Incentives and drivers for electrification of transport
Mattias Goldmann took us on a tour around the world to highlight successful initiatives in the ongoing electrification of transport, both by governments and companies. The tour included explanations to why so many Danes travel by bike instead of car – concluding that none of the main drivers relate to sustainability. Instead, prevalent reasons are that it offers a daily workout, it is more efficient than car, and that cost is lower.
One takeaway is the importance of framing sustainability measures in terms of motivating everyday action. This is true also in USA and in France, which were exemplified for their incentives to drive electric vehicles. In France, the creation of the bonus-malus system has enabled a financial incentive without burdening the average taxpayer. Other important drivers for change are role models, for example the Pope using an electric car. Mattias summarized his tour by listing common denominators for successful measures: smart economic incentives where the impact on the state budget is limited, outright bans of combustion engines for some applications and using fossil fuels more broadly, giving production stimuli, and to “walk the talk”.

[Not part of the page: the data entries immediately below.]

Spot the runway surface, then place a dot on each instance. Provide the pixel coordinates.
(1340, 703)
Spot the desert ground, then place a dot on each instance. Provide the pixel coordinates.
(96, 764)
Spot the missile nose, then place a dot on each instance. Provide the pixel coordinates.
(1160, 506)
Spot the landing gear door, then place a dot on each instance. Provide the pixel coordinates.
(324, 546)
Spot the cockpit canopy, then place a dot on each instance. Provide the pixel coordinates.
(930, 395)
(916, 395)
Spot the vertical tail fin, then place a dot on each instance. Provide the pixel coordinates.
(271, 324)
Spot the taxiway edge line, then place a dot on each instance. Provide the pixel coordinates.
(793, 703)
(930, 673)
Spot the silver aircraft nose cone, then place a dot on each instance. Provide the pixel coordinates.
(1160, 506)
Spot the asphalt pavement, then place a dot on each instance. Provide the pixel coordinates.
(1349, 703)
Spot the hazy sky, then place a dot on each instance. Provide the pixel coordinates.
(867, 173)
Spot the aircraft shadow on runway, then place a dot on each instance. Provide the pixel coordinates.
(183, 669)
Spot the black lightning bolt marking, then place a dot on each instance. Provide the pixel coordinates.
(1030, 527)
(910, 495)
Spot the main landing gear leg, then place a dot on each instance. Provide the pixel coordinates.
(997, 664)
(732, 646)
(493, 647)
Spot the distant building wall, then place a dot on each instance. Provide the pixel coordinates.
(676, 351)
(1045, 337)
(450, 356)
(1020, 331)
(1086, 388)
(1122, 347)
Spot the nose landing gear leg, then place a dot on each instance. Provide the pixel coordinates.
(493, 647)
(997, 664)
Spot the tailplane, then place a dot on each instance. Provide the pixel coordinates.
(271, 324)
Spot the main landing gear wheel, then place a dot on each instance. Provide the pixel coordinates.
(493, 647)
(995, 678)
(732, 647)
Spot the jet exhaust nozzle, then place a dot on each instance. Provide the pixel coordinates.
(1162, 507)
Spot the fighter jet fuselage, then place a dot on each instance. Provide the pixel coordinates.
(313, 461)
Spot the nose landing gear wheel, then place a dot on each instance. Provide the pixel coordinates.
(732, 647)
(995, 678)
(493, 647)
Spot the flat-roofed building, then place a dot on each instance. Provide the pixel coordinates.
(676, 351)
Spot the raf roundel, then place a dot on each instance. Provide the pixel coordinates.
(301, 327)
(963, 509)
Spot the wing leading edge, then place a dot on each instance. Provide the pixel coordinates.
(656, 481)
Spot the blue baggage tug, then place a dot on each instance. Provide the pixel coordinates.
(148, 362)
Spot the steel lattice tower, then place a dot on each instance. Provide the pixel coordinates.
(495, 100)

The need for a system reconfiguration in the transition to electrified goods
Viktor Werner’s presentation, which is based on his doctorate thesis (dissertation on the 27th of October), focused on the need for system reconfiguration to succeed with a transition to electrified goods transportation. His presentation targeted both how larger firms (“incumbents”) affect the system, and how the change of system affects them. From an incumbent perspective, they can shape the reconfiguration process by: learning and adapting, joint demand articulation, market shaping, and agenda setting. For the other perspective, the impact of the system change, Viktor highlighted three aspects for the incumbent to consider: proactive selection of feedback mechanisms, pursuit of strategic partnerships, and acknowledgement of activity boundaries being anticipatory and keep open for emerging feedback. One main contribution from Viktor’s work is the need to view markets as social systems, which entails the need to support and engage with key customers.